Maxeon Solar Technologies Reports Financial Challenges
Maxeon Solar Technologies (NASDAQ: MAXN) reported financial results for the six months ended June 30, 2025. The company continues to face challenges from U.S. Customs & Border Protection’s exclusion of its solar panels from U.S. import since July 2024. On July 15, 2025, Maxeon filed a complaint with the U.S. Court of International Trade challenging CBP’s action.
Aspen Power Acquires Illinois Community Solar Projects
Aspen Power acquired two community solar projects in Illinois totaling 13.9 megawatts direct current (MWdc). The projects are expected to generate over 19 million kilowatt-hours annually. The projects were acquired from Greenwood Sustainable Infrastructure and will operate under Illinois’s Climate and Equitable Jobs Act, which expands renewable energy access for low- and moderate-income households.
Nextracker Acquires Origami Solar
Nextracker (Nasdaq: NXT) acquired Origami Solar, Inc. for approximately $53 million in an all-cash transaction including future contingent earnout consideration. Origami Solar develops roll-formed steel frame technology for solar panels. According to the company, steel frames offer greater strength at competitive cost and reduced carbon intensity compared to aluminum frames, with opportunities for localized manufacturing.
Canadian Solar Launches Low Carbon Modules
Canadian Solar introduced Low Carbon (LC) modules with a carbon footprint of 285 kg CO₂eq/kW. The modules use heterojunction (HJT) cell technology and deliver up to 660 Wp output with module efficiency up to 24.4%. Total energy consumption during production is 105.62 MWh/MW, representing an 8.8%-10.7% energy saving compared to TOPCon and BC solar module production, according to the company. Deliveries began in August 2025.

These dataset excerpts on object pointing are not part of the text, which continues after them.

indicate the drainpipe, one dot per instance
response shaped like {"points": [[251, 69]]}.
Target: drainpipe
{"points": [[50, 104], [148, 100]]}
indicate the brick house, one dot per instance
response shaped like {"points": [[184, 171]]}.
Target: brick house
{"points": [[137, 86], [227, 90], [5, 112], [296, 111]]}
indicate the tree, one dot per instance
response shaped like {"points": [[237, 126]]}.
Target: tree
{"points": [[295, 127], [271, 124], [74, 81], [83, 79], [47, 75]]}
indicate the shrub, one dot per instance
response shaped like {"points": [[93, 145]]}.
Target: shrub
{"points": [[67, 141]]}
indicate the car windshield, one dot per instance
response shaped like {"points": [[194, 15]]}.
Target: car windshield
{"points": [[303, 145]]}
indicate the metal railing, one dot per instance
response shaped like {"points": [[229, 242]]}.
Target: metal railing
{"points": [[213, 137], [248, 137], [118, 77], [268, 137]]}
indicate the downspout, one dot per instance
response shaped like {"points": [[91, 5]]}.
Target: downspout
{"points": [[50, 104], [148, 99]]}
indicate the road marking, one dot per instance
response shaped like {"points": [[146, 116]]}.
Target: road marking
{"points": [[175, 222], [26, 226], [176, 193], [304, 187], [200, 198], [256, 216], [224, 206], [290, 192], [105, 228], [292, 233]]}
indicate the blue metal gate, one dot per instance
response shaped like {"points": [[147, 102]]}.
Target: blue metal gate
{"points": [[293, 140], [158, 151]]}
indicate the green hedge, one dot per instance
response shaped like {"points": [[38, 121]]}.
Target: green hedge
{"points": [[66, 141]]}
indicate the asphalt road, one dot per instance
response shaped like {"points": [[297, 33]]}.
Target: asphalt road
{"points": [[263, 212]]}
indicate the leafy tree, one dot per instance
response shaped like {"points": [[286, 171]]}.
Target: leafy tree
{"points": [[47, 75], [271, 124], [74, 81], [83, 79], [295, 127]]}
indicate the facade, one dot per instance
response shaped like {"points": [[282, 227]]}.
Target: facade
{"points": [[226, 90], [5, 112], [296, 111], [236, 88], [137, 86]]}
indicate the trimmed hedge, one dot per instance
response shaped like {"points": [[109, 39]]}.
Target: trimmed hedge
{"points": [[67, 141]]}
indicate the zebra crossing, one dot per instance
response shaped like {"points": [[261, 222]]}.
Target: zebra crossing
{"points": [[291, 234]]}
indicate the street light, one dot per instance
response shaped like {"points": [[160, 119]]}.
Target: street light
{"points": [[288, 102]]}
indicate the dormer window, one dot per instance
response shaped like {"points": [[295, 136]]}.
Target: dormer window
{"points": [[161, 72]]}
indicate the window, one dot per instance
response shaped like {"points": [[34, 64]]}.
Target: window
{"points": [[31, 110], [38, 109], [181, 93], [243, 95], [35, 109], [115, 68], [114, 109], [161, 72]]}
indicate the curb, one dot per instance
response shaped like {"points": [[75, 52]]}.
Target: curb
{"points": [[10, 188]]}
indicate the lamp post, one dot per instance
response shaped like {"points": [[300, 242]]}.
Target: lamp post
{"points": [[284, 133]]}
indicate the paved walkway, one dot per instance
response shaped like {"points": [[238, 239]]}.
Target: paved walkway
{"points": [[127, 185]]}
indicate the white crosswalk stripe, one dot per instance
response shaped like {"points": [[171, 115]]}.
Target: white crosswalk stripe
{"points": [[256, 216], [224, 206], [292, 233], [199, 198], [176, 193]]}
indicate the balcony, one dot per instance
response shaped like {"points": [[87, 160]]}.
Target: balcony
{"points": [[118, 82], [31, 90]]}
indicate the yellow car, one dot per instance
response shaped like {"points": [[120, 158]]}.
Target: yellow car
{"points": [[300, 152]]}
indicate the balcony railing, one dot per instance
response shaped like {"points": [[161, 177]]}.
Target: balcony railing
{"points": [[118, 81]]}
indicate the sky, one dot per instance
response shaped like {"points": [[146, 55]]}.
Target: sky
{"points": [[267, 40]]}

DAS Solar Achieves Record DBC Cell Efficiency
DAS Solar announced a certified 27.77% conversion efficiency for its next-generation DBC (back-contact) solar cell at the 21st Conference on Photovoltaic Science and Technology (CPVC-21). The achievement, verified by the China Photovoltaic Testing Center (CPVT), combines the company’s TOPCon technology with back-contact architecture. The DBC 3.0 Plus platform incorporates high-precision laser patterning, embedded diode design, and 0BB interconnection technology to reduce silver paste usage while boosting performance.
SEIA Reports Solar Industry Growth
The Solar Energy Industries Association (SEIA) reported that U.S. solar installations reached nearly 18 GW in the first half of 2025. Solar and storage accounted for 82% of all new electric generating capacity added to the grid during this period. The U.S. added 13 GW of new solar module manufacturing capacity, with new or expanded facilities in Texas, Indiana, and Minnesota.
What makes this moment interesting isn’t convergence but divergence. Some companies are doubling down on U.S. manufacturing (those new facilities in Texas, Indiana, Minnesota). Others are fighting customs battles to maintain global supply chains. The technical targets themselves tell the story: one company chases 27.77% efficiency in DBC cells, another combines 105.62 MWh/MW production energy with 660 Wp heterojunction modules, while others focus on entirely different metrics.
The lesson for investors and innovators isn’t that there’s one right path forward, but that the solar industry has matured enough to support multiple strategies. The winners won’t necessarily be those who bet on the right trend, but those who execute their particular strategy better than anyone else—whether that’s making stronger frames, the cleanest modules, or capturing underserved community solar markets.